Sygnatariusze deklaracji podkreślili, że wkrótce polski przemysł nie będzie w stanie unieść finansowo rosnących kosztów uprawnień do emisji CO2. Zwrócili uwagę, że w szeregu branż emisje wynikają wprost z zachodzących reakcji chemicznych w danych procesach technologicznych, a tym samym są niemożliwe do uniknięcia.

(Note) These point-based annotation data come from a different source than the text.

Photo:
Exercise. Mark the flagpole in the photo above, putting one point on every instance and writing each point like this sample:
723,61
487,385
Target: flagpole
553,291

„Dla branż mających w swej charakterystyce przemysłowe emisje procesowe jedyną zatem realnie dostępną ścieżką dekarbonizacji staje się technologia wychwytu i składowania dwutlenku węgla, tzw. CCS” – czytamy w tekście deklaracji.

Ponadto w dokumencie wskazano, że wykorzystanie na szeroką skalę systemu CCS w energetyce jest warunkiem koniecznym dla realizacji umowy społecznej dotyczącej transformacji sektora górnictwa węgla kamiennego. Zaznaczyli, że inwestycje w technologie wychwytywania i składowania CO2 są zapisane w załączniku nr 2 tej umowy.